O momento consumativo nos delitos de furto e roubo no STF e no STJ (por: Érica Babini)

Os delitos de roubo e furto guardam semelhança no verbo indicativo da conduta delitiva: “subtrair”, com a diferença de que naquele há violência ou grave ameaça, ao passo que neste não existe ofensa à pessoa. Por esta razão é que a consumação de ambos os delitos se dá sob o mesmo parâmetrto.


Analisemos, portanto, as evoluções jurisprudenciais do STF e do STJ, levando em consideração queem um dos últimos informativos, o 520, o Supremo reiterou seu entendimento, conforme se observa:


A Turma reafirmou a orientação desta Corte no sentido de que a prisão do agente ocorrida logo após a subtração da coisa furtada, ainda que sob a vigilância da vítima ou de terceira pessoa, não descaracteriza a consumação do crime de roubo. Por conseguinte, em conclusão de julgamento, indeferiu, por maioria, habeas corpus no qual se pretendia a tipificação da conduta do paciente na modalidade tentada do crime de roubo, ao argumento de que o delito não se consumara, haja vista que ele, logo após a subtração dos objetos da vítima, fora perseguido por policial e vigilante que presenciaram a cena criminosa e o prenderam em flagrante, recuperando os pertences — v. Informativo 517. Reputou-se evidenciado, na espécie, roubo frustrado, pois todos os elementos do tipo se consumaram com a inversão da posse da res furtiva. Vencido o Min. Marco Aurélio, relator, que concedia a ordem para restabelecer o entendimento sufragado pelo Tribunal de Justiça do Estado de São Paulo que, por reconhecer a hipótese de tentativa, reduzira a pena aplicada ao paciente.
HC 92450/DF, rel. orig. Min. Marco Aurélio, rel. p/ o acórdão Min. Ricardo Lewandowski, 16.9.2008. (HC-92450)

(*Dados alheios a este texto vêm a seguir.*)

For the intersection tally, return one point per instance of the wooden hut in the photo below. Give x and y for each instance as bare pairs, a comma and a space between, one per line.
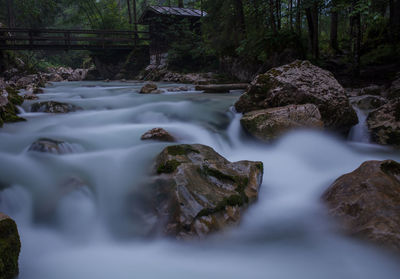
160, 19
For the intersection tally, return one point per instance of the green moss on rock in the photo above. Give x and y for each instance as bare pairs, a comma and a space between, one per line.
390, 167
183, 149
9, 248
168, 167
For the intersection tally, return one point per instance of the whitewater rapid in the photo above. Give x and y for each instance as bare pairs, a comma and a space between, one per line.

A consumação dos delitos de furto e roubo é permeada por quatro diferentes teorias: a) a teoria da “contrectatio”, para a qual a consumação se dá pelo simples contato entre o agente e a coisa alheia; b) a teoria da “apprehensio” ou “amotio”, segundo a qual se consuma esse crime quando a coisa passa para o poder do agente; c) a teoria da “ablatio”, que tem a consumação ocorrida quando a coisa, além de apreendida, é transportada (posse pacífica e segura) de um lugar para outro; d) a teoria da “illatio”, que exige, para ocorrer a consumação, que a coisa seja levada ao local desejado pelo ladrão para tê-la a salvo.

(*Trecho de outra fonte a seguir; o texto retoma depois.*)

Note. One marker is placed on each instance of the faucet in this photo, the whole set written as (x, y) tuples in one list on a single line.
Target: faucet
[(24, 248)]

Em Roma prevalecia o entendimento de que o delito contra o patrimônio consumava-se no simples contato do agente com a res objeto de subtração. Adotava-se a teria da “contrectatio”. Contudo, tal entendimento não pode prevalecer mais nos dias de hoje, haja vista que o delito em apreço é de cunho material e não formal, requisitando, portanto a modificação no mundo exterior.


A jurisprudência pátria há muito tempo divergia sobre o assunto. Até meados de 1980 o Supremo Tribunal Federal adotava a Teoria da ablatio, segundo a qual os requisitos para a consumação seriam: apreensão da res, afastamento da disponibilidade da vítima e posse tranqüila do objeto.

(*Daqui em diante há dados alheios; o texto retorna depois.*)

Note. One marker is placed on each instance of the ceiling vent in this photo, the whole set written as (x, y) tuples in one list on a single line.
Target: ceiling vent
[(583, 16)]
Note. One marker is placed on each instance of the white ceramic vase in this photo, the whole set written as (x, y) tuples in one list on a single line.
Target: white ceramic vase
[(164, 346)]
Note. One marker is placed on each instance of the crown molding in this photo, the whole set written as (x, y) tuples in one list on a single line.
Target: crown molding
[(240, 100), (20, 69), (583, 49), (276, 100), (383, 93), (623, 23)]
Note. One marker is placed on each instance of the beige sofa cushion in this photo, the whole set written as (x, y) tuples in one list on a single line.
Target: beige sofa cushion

Para tanto, baseava-se na doutrina clássica: “se após o emprêgo da violência pessoal não puder o agente, por circunstâncias alheias à sua vontade, executar a subtração, mesmo o ato inicial da apprenhensio rei , o que se tem a reconhecer é a simples tentativa” (HUNGRIA, 1955, p. 58) . Portanto a consumação se dava com o deslocamento da coisa, “mas de modo que esta se transfira para a posse exclusiva do ladrão” (HUNGRIA, 1955, p. 23).


Exatamente no ano de 1987, com o voto magistral do Ministro Moreira Alves, modificou-se o entendimento para se adotar a Teoria da Amotio:” Para que o ladrão se torne possuidor, não é preciso, em nosso direito, que ele saia da esfera de vigilância do antigo possuidor, mas, ao contrário, basta que cesse a clandestinidade ou a violência, para que o poder de fato sobre a coisa se transforme de detenção em posse, ainda que seja possível ao antigo possuidor retomá-la pela violência, por si ou por terceiro, em virtude de perseguição imediata. Aliás, a fuga com a coisa em seu poder traduz inequivocamente a existência de posse”(Resp 102.490-SP, 17.12.1987).

Daí em diante foram reiterados os julgamentos neste sentido, tornando-se pacífico o entendimento em sede do Supremo.

“A jurisprudência do STF dispensa, para a consumação do furto ou do roubo, o critério da saída da coisa da chamada “esfera de vigilância da vítima” e se contenta com a verificação de que, cessada a clandestinidade ou a violência, o agente tenha tido a posse da “res furtiva“, ainda que retomada, em seguida, pela perseguição imediata” (HC 89958-SP, rel. Sepúlveda Pertence, 03.04.2007, v.u., DJ 27.04.2007, p. 68).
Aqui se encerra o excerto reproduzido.